Spatial Perception algorithm for open-pit mining areas based on lightweight stereo matching

  • 摘要: 空间感知是矿山无人驾驶技术中的核心能力之一,能够使系统在复杂的矿山环境中进行导航和避障。现有的基于激光雷达的测距技术成本高昂,数据特征稀疏,实时性差。如何在保证感知精度的同时,降低设备成本和提高响应速度,成为露天矿区无人驾驶感知系统面临的关键问题。基于此,提出了一种轻量级立体匹配框架,以实现高效、准确的实时立体匹配。构建轻量级卷积模块作为主干网络,提出多尺度注意力模块,跨3个不同尺度提取双目图像特征图,利用跳跃连接的上采样模块构建3D代价体。在此基础上,通过深度可分离卷积运算减少传统卷积的参数量,通过包含下采样和上采样的漏斗形模块处理3D代价体以捕获和聚合多尺度上下文语义特征并解码高分辨率的几何细节。在下采样模块中,聚合匹配得到的空间特征,增加感受野并减少计算量,在上采样模块中,恢复特征图中的高分辨率纹理细节。最后,通过视差回归估计连续视差图。为了获取训练数据,在露天矿区数据集AutoMine的基础上利用激光雷达的稀疏点云真值作为监督信号构建了一个大规模的具有密集视差标签的训练数据集。
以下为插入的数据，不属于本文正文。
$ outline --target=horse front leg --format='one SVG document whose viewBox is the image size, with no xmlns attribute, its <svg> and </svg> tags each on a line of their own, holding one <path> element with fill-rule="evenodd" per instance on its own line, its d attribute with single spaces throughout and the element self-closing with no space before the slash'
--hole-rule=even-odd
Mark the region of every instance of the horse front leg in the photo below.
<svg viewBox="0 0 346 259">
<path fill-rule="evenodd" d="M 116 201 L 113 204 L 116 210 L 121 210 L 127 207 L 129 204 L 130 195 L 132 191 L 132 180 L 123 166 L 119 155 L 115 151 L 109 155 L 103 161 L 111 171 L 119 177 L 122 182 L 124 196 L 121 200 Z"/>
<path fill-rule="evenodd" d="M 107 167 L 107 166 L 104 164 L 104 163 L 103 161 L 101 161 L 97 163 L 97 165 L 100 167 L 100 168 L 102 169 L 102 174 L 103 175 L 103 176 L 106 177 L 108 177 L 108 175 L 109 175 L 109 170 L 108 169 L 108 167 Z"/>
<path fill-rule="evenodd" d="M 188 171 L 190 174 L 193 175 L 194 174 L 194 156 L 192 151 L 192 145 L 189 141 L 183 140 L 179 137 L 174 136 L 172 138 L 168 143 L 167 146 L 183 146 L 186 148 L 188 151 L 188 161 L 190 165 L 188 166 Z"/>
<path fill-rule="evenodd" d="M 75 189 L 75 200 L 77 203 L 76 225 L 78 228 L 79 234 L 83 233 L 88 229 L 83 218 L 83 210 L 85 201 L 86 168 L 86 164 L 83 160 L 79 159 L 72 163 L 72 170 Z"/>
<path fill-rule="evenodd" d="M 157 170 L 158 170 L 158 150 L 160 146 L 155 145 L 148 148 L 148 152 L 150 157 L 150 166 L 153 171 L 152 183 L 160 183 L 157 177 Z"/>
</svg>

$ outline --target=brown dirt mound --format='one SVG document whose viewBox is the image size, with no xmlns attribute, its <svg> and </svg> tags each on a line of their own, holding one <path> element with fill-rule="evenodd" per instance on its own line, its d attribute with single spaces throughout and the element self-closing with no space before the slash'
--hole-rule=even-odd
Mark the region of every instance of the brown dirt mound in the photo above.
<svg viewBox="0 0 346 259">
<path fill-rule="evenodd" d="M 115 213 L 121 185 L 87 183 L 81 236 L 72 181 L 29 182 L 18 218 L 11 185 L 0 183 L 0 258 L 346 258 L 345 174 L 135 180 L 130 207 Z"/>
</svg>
通过与现有的最先进的方法的各种基准测试实验,视差估计误差降低了45.6%,推理时间达到了17 ms,计算量降低到其他方法的42.5%,证明了其在速度、准确性和资源利用率方面的优越性,显示了提出的卷积块通道优化方法的有效性,该轻量级立体匹配网络在矿山数据集AutoMine上实现了轻量级立体匹配方法中的最高精度和最低延迟,显示了在复杂矿山环境下实时立体匹配方面的进步,为算法部署到嵌入式车载设备上运行提供了可能,促进了双目立体匹配算法在露天矿无人驾驶的空间感知和导航避障方面的应用。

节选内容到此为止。